Michelin style dining from as little as a fiver
London is internationally renowned for its accomplished restaurant scene, where it’s easy to get lost in high-end tasting menus and prices that make the wallet wince. But some of London’s most prestigious dining venues have cheaper alternatives, without compromising on quality. Leyla Kazim reports.
Hoppers vs. Gymkhana
The dark oak wood panelling and cut glass lamps of highly acclaimed Gymkhana in London’s prestigious Mayfair, is a failsafe for a terrific Indian meal. With a coveted Michelin star, the price point reflects the pedigree of kitchen; meat mains range from £10 to £38, and a 7-course tasting menu is £70.

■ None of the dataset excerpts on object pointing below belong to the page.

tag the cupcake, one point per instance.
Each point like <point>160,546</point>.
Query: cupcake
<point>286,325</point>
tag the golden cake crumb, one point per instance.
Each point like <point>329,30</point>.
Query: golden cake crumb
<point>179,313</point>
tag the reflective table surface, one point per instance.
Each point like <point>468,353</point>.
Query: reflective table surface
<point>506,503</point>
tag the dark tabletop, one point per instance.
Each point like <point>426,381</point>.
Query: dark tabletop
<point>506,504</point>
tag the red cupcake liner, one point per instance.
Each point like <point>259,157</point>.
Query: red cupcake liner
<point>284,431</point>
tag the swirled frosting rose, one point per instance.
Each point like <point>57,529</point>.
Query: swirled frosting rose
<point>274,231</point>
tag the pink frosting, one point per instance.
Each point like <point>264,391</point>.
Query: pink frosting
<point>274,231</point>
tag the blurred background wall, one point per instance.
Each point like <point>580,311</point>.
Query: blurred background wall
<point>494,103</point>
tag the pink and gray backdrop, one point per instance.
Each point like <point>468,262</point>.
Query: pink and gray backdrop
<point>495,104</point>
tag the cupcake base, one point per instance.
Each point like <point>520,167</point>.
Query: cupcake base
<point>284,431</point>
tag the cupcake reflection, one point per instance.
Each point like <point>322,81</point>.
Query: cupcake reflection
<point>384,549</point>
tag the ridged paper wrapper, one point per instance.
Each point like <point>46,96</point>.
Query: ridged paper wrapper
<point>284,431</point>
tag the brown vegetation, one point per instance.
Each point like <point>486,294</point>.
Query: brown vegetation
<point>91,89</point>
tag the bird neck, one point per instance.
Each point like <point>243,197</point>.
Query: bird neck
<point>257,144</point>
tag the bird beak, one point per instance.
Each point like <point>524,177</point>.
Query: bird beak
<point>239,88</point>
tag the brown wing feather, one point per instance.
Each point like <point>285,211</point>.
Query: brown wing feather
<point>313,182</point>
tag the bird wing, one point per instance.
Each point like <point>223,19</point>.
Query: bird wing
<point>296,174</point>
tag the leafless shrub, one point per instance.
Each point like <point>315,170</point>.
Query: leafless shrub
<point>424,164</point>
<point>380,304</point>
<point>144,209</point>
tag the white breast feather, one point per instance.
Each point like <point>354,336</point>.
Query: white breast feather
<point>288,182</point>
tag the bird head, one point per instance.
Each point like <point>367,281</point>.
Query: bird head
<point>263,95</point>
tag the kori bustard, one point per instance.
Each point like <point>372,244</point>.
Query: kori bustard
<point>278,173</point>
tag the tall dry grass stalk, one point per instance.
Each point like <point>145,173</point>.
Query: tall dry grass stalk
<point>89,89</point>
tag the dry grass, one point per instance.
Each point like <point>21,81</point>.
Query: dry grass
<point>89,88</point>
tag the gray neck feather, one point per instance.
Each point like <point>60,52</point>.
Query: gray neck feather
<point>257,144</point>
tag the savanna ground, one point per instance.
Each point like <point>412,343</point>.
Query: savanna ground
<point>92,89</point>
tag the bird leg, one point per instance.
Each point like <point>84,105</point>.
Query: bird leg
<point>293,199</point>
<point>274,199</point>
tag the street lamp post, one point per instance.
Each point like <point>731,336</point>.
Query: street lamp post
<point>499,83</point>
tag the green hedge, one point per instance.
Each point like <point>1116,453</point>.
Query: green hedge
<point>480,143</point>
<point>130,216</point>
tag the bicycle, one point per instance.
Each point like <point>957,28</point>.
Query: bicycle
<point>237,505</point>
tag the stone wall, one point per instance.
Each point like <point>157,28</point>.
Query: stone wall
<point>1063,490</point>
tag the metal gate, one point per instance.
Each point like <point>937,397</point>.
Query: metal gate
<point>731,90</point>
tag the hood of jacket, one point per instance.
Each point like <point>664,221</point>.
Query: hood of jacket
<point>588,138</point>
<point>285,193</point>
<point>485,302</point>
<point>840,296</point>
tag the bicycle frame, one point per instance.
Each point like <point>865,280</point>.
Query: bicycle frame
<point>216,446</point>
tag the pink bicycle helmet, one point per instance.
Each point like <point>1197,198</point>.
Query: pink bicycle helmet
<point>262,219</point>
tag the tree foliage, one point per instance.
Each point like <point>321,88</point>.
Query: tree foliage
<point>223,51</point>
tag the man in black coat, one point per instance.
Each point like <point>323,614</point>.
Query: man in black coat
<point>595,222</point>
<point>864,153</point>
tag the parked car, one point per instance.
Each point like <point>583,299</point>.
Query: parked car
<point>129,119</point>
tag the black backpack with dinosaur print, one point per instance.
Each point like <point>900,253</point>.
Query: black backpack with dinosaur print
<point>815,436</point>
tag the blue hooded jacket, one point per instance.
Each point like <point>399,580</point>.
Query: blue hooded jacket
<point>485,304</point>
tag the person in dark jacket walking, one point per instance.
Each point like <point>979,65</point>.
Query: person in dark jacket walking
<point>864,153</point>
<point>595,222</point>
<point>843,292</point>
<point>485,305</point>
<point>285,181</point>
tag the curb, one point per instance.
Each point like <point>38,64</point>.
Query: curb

But the same talented restaurateurs behind Gymkhana and sister restaurant Trishna (the Sethi family), have recently brought Hoppers to Soho. Think southern Indian and Sri Lankan starters from £4 - £7, dosas and hoppers (fermented rice pancakes) ranging from £1.50 - £3, and curries at £5 - £6. Expect the same assured cooking associated with this respected family name, but with far more pocket-friendly prices.
Photo credit: Nic Crilly-Hargrave
Zelman Meats vs. Goodmans
There’s no doubt meat maestro Goodmans is one of the best places in London to get giddy on great steak, dry-aged on site. But prepare to fork out for such a high grade product, with a 400g rib-eye costing £34 alone.
This Moscow-based restaurant group are also behind recently launched Zelman Meats in Soho, with a focus on great value beef, showcasing the same level of bovine craftsmanship. They currently do a smoked short rib sandwich with pickled red cabbage and ‘Holy F*ck’ mayo for £6.50. Add a side of triple cooked chips for £4.50, and you have a meal with some of the best beef in town, plus change from £15.
Photo credit: Chris Keeling
Taberna do Mercado vs. Chiltern Firehouse
Anyone who is anyone has been paraded and snapped at Nuno Mendes’ celebrity hotspot, Chiltern Firehouse, since it opened in the André Balazs hotel in Marylebone in February 2014. With achingly beautiful interiors of industrial Parisian chic, the menu reflects its exclusivity. Don’t expect to pay less than £80 for dinner and a little booze.
If you’re hankering for a Mendes fix but don’t have the funds or status for Chiltern, head east to Spitalfields for Taberna do Mercado. A joint effort between Nuno and head chef Antonio Galapito, expect a casual all day Portuguese offering of small plates, cured meats and cheese, posh tinned fish, sandwiches and regional wines.
Photo credit: Matt Hickman
Black Axe Mangal vs. St. John Bread & Wine
Lee Tiernan was previously Head Chef at St. John Bread & Wine in Spitalfields, a restaurant he clocked a respectable decade at. A group renowned for its ‘nose to tail eating’ philosophy, dinner at this highly-regarded example of fine British cooking will set you back a London average for somewhere of this calibre, around £50-£60 with some wine.
But Lee is now responsible for bringing ‘Mangal and Metal’ to Islington in the form of Black Axe Mangal, his take on Turkish Mangal and Ocakbasi, with global influences. He’s brought his love for cooking all parts of the animal with him, and nowhere is this better illustrated than in the terrific and spicy offal flat breads at just £5.50 each.
Photo credit: Matt Hickman
Gold Mine vs. HKK
There are many places in London to get Chinese duck, but only a handful are considered very good. One of these is the flagship of the prestigious Hakkasan group, Michelin-starred HKK, found near Liverpool Street Station. The style is cherry wood-roasted Peking - expect a succulent bird, glorious crispy skin, delicate pancakes, and a dent in your wallet of £88 for a whole bird.
Another venue heralded for its dreamy duck is a much cheaper alternative found over in Bayswater in West London at Gold Mine. A no-frills restaurant specialising in Cantonese cuisine and renowned for its roast meats, you’ll find patrons flocking from across the city to get their chopsticks in amongst this authentic roast bird and its lacquered skin. And the price? A conservative £19.50 for the whole beast.